The adoption of new technologies by consumers could materially change the nature of load connected to a feeder within a 12 month period. This may necessitate more frequent provision of information, from EDBs, and review of selected feeders. 19

CONCLUSION: NEED FOR ONGOING OPERATIONAL AWARENESS The current framework for monitoring the addition of new generation and obtaining the necessary information is adequate. 20 While new technologies and the rate at which they are adopted is expected to increase the complexity of power system operation for EDB operators and the SO, at least in transition, has not identified any need for change to primary authority, roles, or accountabilities. To meet its obligations the SO anticipates there will be greater and more frequent exchange of information between participants.

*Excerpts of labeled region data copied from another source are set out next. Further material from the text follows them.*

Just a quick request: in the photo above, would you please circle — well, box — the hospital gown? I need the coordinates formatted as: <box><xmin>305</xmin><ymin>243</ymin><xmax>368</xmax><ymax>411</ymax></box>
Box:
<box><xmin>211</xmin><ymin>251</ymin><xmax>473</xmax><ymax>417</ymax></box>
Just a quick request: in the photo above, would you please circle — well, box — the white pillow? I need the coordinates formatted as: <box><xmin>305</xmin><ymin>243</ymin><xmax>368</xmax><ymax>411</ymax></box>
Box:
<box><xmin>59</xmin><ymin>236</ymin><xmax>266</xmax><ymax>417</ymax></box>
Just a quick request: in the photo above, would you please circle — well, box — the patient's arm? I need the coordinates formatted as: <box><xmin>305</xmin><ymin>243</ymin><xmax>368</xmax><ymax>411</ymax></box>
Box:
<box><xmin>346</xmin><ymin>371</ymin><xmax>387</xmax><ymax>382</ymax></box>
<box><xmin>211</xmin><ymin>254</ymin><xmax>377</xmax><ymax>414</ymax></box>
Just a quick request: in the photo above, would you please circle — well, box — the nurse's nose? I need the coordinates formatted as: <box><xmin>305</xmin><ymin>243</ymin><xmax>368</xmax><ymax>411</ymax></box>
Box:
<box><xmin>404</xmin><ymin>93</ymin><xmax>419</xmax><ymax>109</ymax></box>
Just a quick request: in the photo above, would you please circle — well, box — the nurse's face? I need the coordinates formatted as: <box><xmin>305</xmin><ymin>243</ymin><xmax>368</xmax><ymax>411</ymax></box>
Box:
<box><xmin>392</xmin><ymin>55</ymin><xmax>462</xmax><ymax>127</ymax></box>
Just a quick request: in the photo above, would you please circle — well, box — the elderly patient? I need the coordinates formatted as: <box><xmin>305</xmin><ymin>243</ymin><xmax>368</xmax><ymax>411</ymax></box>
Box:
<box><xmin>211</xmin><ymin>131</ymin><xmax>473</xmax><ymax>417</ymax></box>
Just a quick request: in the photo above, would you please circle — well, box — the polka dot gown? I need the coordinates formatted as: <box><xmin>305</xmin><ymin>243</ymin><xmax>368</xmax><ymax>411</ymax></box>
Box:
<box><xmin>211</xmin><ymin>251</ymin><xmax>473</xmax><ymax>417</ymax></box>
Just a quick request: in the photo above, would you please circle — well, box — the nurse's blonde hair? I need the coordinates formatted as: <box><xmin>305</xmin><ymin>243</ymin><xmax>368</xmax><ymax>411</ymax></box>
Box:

A first pass suggests the following areas and primary stakeholders: uptake of demand response and response capability (SO, EDBs); ongoing currency with frequency and fault capability of small scale DG installed in NZ (SO, EDBs); ongoing EV uptake and capability, as previously outlined (EDBs, SO, GO); voltage management within distribution networks (EDBs); impact of distribution network voltage management on GXP voltage management (EDBs, GO, SO); integrity of protection systems with proliferation of small scale DG (EDBs, GO, SO); and uptake of stationary storage and utilisation (SO, EDBs). The SO does not underestimate the work that may be required to identify, build, and operate the systems necessary to facilitate information exchanges required to support a competitive market, and the ongoing reliable and efficient operation of the power system. The SO expects to work closely with relevant stakeholders, including the Authority, to facilitate the necessary outcomes.